Each night the mission was IDENTICAL - each "cell" of three B-52s flew the
EXACT same altitude, exact same speed, exact same route, exact same
turning point, exact same exit path. To make matters worse, the mission
template called for a severe turn out after bomb drop which turned the
jammers antenna away from the ground at a time the B-52 was most
vulnerable, (bomb doors wide open, steep turn, most radar visible with
least amount of E.C.M. That is when the majority of losses occurred. The
N.V.A. were no dummies. It was like shooting skeet. If you know exactly
where the targets will be, speed, altitude, course, where they will turn
out and reduce their defense capability, ... even B-52s become easy
targets, especially for the SAMs that were designed & built specifically
to shoot them down and having the Soviet Air Defense experts there to
assist ...
The Crews basically mutinied and said, "change up the damn attack plan or
find some other idiots to be your clay pigeons"... SAC figured out that
unsustainable losses were a "Bad Thing" and changed up the attack plans
(no stupid tight post target turnouts wrecking the E.C.M. coverage, varied
courses, speeds, altitudes & routes, ect... The mixed in a B-52 D into
each cell of three B-52 (usually with two "G" models as the "D" had more
powerful E.C.M. Jamming better equipped for providing E.C.M. jamming in
Vietnam against the SAM-2 threat so the "D" model E.C.M. coverage helped
protect its newer, yet weaker, "G" model brothers.
Operation Linebacker II - B-52s over North Vietnam
https://en.wikipedia.org/wiki/Operation_Linebacker_II
Couchlord responded:
Indeed. It was even worse than that.
The turn out took them into the jet stream and an instant -100mph ground
speed hit, increasing their SAM exposure time accordingly.
The turn out was not necessary, they were dropping iron bombs from 40K'
not 10MT nukes.
The cells were split into 3 groups of attacks each night split by exactly
3 hours. Each attack, as mentioned above, flew the exact same routes to
the exact same targets. The 3 hour gap allowed the NVA to reload their SAM
sites.
The same targets were attacked on consecutive nights with the exact same
timing and routes, as mentioned above.
The SAM depots were not attacked.
The B-52's were ordered not to jink.
Splitting each nights attack into 3 waves separated by 3 hours diluted the
Wild Weasel and CAP support.
The chaff corridor was poorly timed and placed.

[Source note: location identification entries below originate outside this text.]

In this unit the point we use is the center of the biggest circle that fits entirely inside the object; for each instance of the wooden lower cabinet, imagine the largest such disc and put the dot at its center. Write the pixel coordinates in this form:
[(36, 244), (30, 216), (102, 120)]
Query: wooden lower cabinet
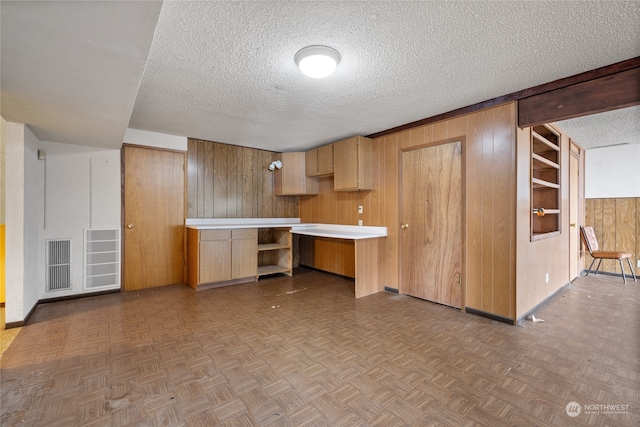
[(217, 256)]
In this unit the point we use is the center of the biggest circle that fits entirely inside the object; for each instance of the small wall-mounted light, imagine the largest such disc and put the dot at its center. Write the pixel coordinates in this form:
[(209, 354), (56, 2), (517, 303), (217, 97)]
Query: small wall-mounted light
[(276, 164)]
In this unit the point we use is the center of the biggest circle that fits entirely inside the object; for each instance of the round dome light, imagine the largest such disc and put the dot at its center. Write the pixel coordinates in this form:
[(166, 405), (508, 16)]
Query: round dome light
[(317, 61)]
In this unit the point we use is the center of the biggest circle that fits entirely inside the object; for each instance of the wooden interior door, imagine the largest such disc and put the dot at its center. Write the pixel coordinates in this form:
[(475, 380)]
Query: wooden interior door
[(431, 218), (154, 213), (574, 223)]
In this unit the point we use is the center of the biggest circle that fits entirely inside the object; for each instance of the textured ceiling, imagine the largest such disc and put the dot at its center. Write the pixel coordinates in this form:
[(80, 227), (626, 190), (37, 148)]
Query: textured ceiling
[(224, 71), (71, 70)]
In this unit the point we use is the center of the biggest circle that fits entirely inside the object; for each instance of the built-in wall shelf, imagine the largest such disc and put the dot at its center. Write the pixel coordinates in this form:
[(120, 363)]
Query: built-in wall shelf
[(545, 182), (281, 252)]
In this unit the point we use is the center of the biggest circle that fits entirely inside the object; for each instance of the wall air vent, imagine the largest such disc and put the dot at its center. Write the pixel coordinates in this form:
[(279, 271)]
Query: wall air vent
[(58, 271), (102, 258)]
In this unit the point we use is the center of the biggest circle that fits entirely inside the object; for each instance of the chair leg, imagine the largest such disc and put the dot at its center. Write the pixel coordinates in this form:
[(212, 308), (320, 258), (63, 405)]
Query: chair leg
[(588, 270), (624, 279), (633, 272), (598, 267)]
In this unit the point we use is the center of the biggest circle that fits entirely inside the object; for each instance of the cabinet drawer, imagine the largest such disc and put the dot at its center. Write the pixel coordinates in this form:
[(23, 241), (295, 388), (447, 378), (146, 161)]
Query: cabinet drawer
[(215, 234), (245, 233)]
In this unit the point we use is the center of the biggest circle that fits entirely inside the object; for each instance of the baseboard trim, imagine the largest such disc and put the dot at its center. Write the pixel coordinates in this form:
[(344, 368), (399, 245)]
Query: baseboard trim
[(78, 296), (542, 303), (489, 315), (21, 323), (328, 272)]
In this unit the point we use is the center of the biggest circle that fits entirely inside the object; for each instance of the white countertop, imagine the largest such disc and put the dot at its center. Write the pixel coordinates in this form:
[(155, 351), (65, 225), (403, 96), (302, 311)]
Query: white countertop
[(336, 231), (228, 223)]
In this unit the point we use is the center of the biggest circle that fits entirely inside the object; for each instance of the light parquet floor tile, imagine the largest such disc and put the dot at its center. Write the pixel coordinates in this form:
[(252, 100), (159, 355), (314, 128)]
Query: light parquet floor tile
[(301, 351)]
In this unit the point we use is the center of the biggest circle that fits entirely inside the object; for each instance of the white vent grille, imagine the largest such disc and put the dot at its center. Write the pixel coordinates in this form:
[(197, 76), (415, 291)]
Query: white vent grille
[(102, 258), (58, 270)]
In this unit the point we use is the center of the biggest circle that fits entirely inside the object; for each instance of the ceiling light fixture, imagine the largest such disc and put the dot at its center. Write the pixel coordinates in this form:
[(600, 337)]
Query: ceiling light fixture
[(317, 61)]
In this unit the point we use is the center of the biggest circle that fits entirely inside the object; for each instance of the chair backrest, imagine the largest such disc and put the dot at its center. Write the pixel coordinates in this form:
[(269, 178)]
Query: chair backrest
[(589, 238)]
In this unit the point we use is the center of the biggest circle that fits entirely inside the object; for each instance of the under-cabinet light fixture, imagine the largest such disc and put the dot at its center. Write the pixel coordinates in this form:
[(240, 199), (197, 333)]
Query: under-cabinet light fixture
[(276, 164), (317, 61)]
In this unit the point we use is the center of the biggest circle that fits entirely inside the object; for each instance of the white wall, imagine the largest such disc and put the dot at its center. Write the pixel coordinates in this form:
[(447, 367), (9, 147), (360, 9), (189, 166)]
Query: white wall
[(21, 216), (612, 172), (154, 139), (82, 192)]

There was a captured SA2 radar van located in Florida, I forget where. SAC
never bothered to fly a B-52 at it. When all the B-52's were getting hit
at the turn out, SAC finally had a go at the captured van and then saw the
effect the turn out had.
SAC staff knew it was FUBAR but they were all too scared to object. It's
an excellent lesson in inept top down management. Some of this must be a
legacy of Lemay.
SAC caught a few breaks. NVA had relocated about half their SA-2 sites to
the south to cover the Ho Chi Min trail. The campaign against Hanoi took
them by surprise. SA-2 preparation was labor intensive, they could only
prepare about 50 missiles each night. It took the NVA a few days to
relocated their Sams and ramp up the missile prep.
Oh, and one night a B-52d laid a spread of bombs across the Hanoi
International Airport terminal. It was not on the target list. Accident?